Name of the repo to monitor

Example:

$ robin repo status datadump
+---------+------------------------------------+-----------------+
| Name    | TransferStatus                     | Schedule/Manual |
+---------+------------------------------------+-----------------+
| backup1 | 20% [####................] 480.0MB | MANUAL          |
+---------+------------------------------------+-----------------+

After a few seconds. We can run the command again to see:

$ robin repo status datadump
+---------+-------------------------------------+-----------------+
| Name    | TransferStatus                      | Schedule/Manual |
+---------+-------------------------------------+-----------------+
| backup1 | 100% [####################] 480.0MB | MANUAL          |
+---------+-------------------------------------+-----------------+

8.10. Share a Repo

Share a storage repo with one or more users:

$ robin repo share <reponame> <user_list>                       \
                              --operations <operations>         \
                              --all-tenant-users

reponame

Name of the repo to share

user_list

List of users to share the repo with

--operations <operations>

List of operations the user will be allowed to perform or ALL_OPERATIONS (default is view)

--all-tenant-users

Share a repo (for specified operations) with all users

Example:

$ robin repo share testrepo --all-tenant-users

$ robin repo share user1 --operations push

$ robin repo list --full
+----------+------+------------------+--------------+-----------------------+--------------+-------------+
| Name     | Type | Owner/Tenant     | BackupTarget | Bucket                | Path         | Permissions |
+----------+------+------------------+--------------+-----------------------+--------------+-------------+
| testrepo | GCS  | robin/K8sCluster | 1            | testbucket-1029384756 | dev/testing/ | readwrite   |
+----------+------+------------------+--------------+-----------------------+--------------+-------------+
  User Shares:
    user1: push
    all_tenant_users: view

Note

The ability to share a repo is subject to ROBIN Role Based Access Control (RBAC). By default, only Cluster Administrators (users having the clusteradmin role) have permission to do so.
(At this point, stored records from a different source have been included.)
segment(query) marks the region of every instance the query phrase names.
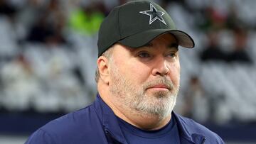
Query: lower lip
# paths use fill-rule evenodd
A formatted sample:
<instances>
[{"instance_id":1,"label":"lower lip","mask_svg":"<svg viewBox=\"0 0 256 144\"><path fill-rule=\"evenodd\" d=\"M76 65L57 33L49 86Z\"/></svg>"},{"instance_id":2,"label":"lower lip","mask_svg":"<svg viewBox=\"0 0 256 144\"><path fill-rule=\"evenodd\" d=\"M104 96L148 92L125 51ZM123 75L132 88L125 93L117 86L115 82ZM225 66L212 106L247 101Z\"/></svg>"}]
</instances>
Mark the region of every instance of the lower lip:
<instances>
[{"instance_id":1,"label":"lower lip","mask_svg":"<svg viewBox=\"0 0 256 144\"><path fill-rule=\"evenodd\" d=\"M164 88L164 87L151 87L148 89L153 91L169 91L167 88Z\"/></svg>"}]
</instances>

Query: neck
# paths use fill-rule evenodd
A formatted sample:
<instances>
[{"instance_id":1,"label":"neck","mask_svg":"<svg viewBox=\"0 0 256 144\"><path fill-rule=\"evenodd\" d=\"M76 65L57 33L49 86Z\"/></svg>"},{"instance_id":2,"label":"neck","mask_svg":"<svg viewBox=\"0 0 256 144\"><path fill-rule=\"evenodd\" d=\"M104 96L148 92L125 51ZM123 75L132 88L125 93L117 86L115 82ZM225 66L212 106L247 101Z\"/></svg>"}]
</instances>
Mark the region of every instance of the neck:
<instances>
[{"instance_id":1,"label":"neck","mask_svg":"<svg viewBox=\"0 0 256 144\"><path fill-rule=\"evenodd\" d=\"M99 94L102 100L111 108L114 113L139 128L148 131L160 129L171 120L171 113L165 117L146 114L125 107L125 106L118 102L113 102L112 101L116 100L117 97L113 97L110 94L107 94L105 92L99 92Z\"/></svg>"}]
</instances>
See the section on User Management for details on how ROBIN RBAC works.

8.11. Unshare a Repo

Stop sharring a storage repo with one or more users:

$ robin repo unshare <reponame> <user_list>                       \
                                --operations <operations>         \
                                --all-tenant-users

reponame

Name of the repo to stop sharing

user_list

List of users to stop sharing the repo with

--operations <operations>

List of operations the user will no longer be allowed to perform or ALL_OPERATIONS (default is view)

--all-tenant-users

Stop sharing a repo (for specified operations) with all users

Example:

$ robin repo unshare testrepo --all-tenant-users

Note

The ability to unshare a repo is subject to ROBIN Role Based Access Control (RBAC). By default, only Cluster Administrators (users having the clusteradmin role) have permission to do so. See the section on User Management for details on how ROBIN RBAC works.